During my visit to Los Angeles I found myself talking politics over an outdoor dinner of homemade pizza and wine – that we ate homemade pizza is irrelevant to anything other than my desire to tell the world that I am finally learning how to cook and did, indeed, make pizza dough from scratch. With only three people in this dinner conversation, I quickly found myself on the minority team, apparently the only girl of us friends to have never, not even once, donated to the Obama campaign.

Not wanting to be mistaken for a Romney fan, I rushed to express my intentions to vote for Obama in November, and ended up blurting out that I don’t believe in donating to political campaigns. I honestly am not sure why I said this. So maybe it was the quickest justification to come to mind, but do I really not believe in political gifts?

The last time I was asked to donate to a campaign was in March, when my roommate at the time was interning for the Obama campaign’s New York finance office. She offered me a ticket to a campaign event for a $30 donation. I promptly said “no thank you,” thinking that my vote should be enough to speak for myself.

This anti-political-giving sentiment didn’t even stem from my disgust with the Super PAC’s and disappointment with billionaire Sheldon Adelson, as one might expect. It stemmed more from my concern that money should not win elections. Aren’t government elections, after all, about values, speeches, and votes? Why, I wondered, did Obama need my money?

It wasn’t until the other night when, during this friendly political chit-chat, one friend said, “I would just feel bad if come November, Obama loses, and I look back and see that I never did anything to help him win.” This actually struck a chord with me. Obviously if this girl votes for Obama, she will have done something to help his campaign- something major, in fact. But it is clear these days that giving a vote may not be giving enough. Getting the votes of the American public has become a full-time profession in itself, requiring the President to unfortunately spend too much time focusing on re-election and not enough time focusing on governing. The President spends hours upon hours chatting-up donors in the hopes of securing major gifts that can propel him to a 2012 victory.
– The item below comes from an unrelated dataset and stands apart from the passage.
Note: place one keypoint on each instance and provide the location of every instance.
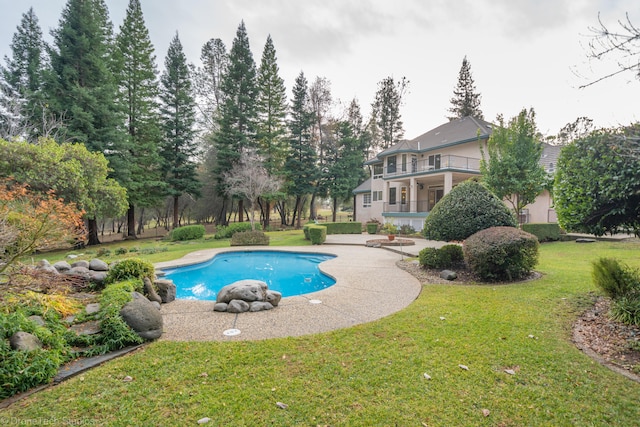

Is it disappointing that my vote is not enough? Yes. Does this mean that I plan on giving to the Obama campaign now? No. I know Obama needs more money. He needs big, big time money. Regardless of the fact that my small $10 donation would make little difference to his campaign, I still do not want to participate in a system that requires wealth to win governance. I like it that the Democratic party has had a harder time raising campaign money. I think this struggle to keep up in the money games is representative of the demographic makeup of the Democratic party. We are a party that represents the middle class. We represent the people who do not buy success, but earn it through work.

If come November 7 Romney is our incoming president, I might be changing my tune. But thank goodness it’s only September, so I can keep wearing my idealistic, naïve hat for just a little bit longer.

1 comment
  1. Hmmmm. Not sure bout this one… Now I do agree with you on one thing: I’ve not given to Obama either (though I would NOT consider giving to his rivals). My reasons are equally airy. I don’t like him (never did, though – he was WAAAAAAAY too green to have any idea what his message of “hope” even in ’08 meant). I don’t like giving to political campaigns (even to John Anderson in a different millenium) because I too want my election about intent and not clout. And mostly I don’t give because I want my 501(c)3 tax deduction. Because I delude myself that that’s important. Thing is: being idealistic is vital and necessary and absolutely prerequisital to bettering this world. So I support you wearing your greenattheedges hat. HOLD ON TO THAT HAT. But – and this is but in THIS case (not all cases) – Elections are won on the whimsyest of whims. Presidential elections are won on name recognition, and the whiffiest of whiffs. Meaning, people recognize the name, and not TOO many unpleasant aromas circling it, and the incumbent’s in. So, yes, I’m calling this election Obama’s, by the slim of slim margins. Give that $10 to Edgar – now there’s a man who knows what to do with his money!